Suçlama aynı ama yargılanılan mahkeme ve yargılama usulleri farklı! Hukuk devletinde böyle bir şey olur mu? Bizde olur, nitekim oldu.
Başka ne oldu? Eskiden topu topu 8 ÖYM’miz vardı, içerik hemen hemen aynı kalmak üzere adları değişti, sayıları muhtemelen 30’u bulacak. “Yeni ÖYM”lerin yetki ve görevlerini, yargılama usullerini ve kimleri yargılayıp yargılayamayacaklarını Başbakan Erdoğan belirledi.
Melih Aşık / Milliyet
Adı gitti kendi kaldı
Belli oldu ki, özel yetkili mahkemelerin adları değiştirilecek, kendileri aynı kalacak, kendisi de bağımsız olmayan HSYK dilediği zaman belirli suçlarda görev yapacak mahkemeler oluşturabilecekir. Kısacası söz konusu olan sadece bir isim değişikliğidir, başka bir şey değil.
Ali Sirmen / Cumhuriyet
Bir kişi ya da kurum; ya çağ dışıdır ya da değildir...
Yeni açılacak davalar için “çağ dışı”, süren davalar için “çağdaş” olmaz... Bu; hukukun ruhuna aykırıdır!

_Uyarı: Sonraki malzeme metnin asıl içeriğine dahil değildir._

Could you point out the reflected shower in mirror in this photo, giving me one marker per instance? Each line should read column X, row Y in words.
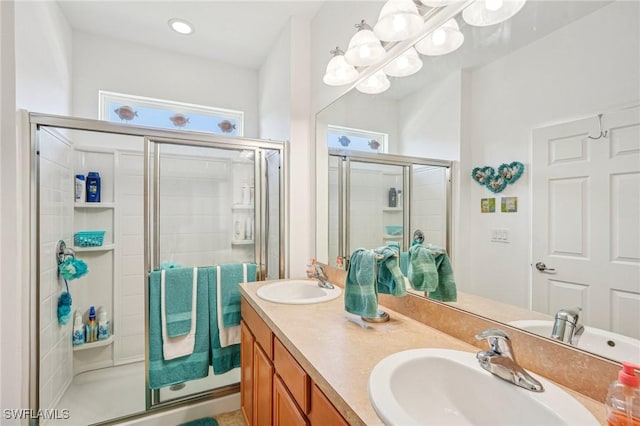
column 538, row 91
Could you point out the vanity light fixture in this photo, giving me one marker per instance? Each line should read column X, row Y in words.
column 180, row 26
column 483, row 13
column 364, row 48
column 444, row 40
column 374, row 84
column 398, row 20
column 338, row 71
column 407, row 63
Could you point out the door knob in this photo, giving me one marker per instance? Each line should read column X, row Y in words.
column 540, row 266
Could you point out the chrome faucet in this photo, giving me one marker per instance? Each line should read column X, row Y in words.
column 317, row 271
column 501, row 361
column 566, row 327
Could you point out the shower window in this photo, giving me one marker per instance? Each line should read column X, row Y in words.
column 149, row 112
column 356, row 140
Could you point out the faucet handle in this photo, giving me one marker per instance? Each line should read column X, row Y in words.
column 498, row 341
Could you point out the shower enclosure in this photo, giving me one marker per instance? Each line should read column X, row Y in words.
column 167, row 197
column 375, row 199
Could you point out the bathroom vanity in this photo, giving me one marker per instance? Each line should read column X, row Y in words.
column 293, row 352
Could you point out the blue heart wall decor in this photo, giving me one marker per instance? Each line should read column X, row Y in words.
column 496, row 182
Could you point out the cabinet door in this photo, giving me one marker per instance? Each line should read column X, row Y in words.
column 262, row 387
column 322, row 411
column 246, row 373
column 285, row 410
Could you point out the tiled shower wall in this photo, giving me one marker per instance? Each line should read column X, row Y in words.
column 56, row 212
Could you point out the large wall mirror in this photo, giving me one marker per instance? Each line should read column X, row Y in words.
column 555, row 89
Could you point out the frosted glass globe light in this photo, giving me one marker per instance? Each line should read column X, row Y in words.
column 398, row 20
column 493, row 5
column 438, row 37
column 364, row 48
column 338, row 71
column 482, row 13
column 443, row 40
column 376, row 83
column 406, row 64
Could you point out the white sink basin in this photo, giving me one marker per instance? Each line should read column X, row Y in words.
column 595, row 340
column 447, row 387
column 297, row 292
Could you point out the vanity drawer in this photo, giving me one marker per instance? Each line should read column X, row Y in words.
column 292, row 374
column 258, row 327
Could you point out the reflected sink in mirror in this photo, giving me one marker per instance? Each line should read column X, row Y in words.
column 597, row 341
column 448, row 387
column 297, row 292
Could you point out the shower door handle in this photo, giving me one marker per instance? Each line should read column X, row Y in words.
column 540, row 266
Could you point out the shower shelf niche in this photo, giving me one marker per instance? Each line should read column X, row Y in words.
column 94, row 205
column 106, row 247
column 93, row 345
column 242, row 242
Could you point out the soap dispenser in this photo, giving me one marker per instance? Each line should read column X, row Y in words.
column 623, row 398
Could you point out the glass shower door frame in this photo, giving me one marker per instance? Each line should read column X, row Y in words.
column 152, row 153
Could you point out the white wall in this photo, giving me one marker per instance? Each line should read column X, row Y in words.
column 574, row 72
column 430, row 120
column 156, row 73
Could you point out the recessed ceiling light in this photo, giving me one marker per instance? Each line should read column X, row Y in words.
column 180, row 26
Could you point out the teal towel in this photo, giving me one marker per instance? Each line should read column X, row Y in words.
column 207, row 421
column 360, row 295
column 390, row 279
column 446, row 290
column 231, row 275
column 404, row 263
column 195, row 366
column 222, row 359
column 178, row 290
column 422, row 273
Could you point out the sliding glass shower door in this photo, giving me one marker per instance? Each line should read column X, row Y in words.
column 210, row 204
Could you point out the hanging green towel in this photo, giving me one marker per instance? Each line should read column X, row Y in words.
column 222, row 359
column 446, row 290
column 360, row 295
column 390, row 279
column 423, row 273
column 404, row 263
column 178, row 290
column 195, row 366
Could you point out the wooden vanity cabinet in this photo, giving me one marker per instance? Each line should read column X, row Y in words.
column 274, row 388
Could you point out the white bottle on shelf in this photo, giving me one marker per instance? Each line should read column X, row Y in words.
column 78, row 330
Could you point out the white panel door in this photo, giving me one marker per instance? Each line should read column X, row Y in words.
column 586, row 220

Umarım yanlış, Anayasa Mahkemesi’nden döner!
Mustafa Mutlu / Vatan
Endişeleri giderilmiş...
‘Büyük yargı reformu’ aslında yetkiyi komşu iki mahkemeden birinden alınıp öbürüne vermekten ibaret. (...) Genelkurmay Başkanı ve kuvvet komutanları da MİT mensupları gibi özel izne tabi olacak haberleri doğru çıkmadı. Şayet iddia edildiği gibi olsaydı cuntalarla mücadele ağır yara alacaktı. Dolayısıyla eski genelkurmay başkanı İlker Başbuğ’un tahliye imkânı kalmadı.
(...) Sözün kısası: Önceki endişelerimin bir kısmı giderildi ama partili arkadaşların bahsettiği kadar sorunsuz olmadığını da söylemek lazım.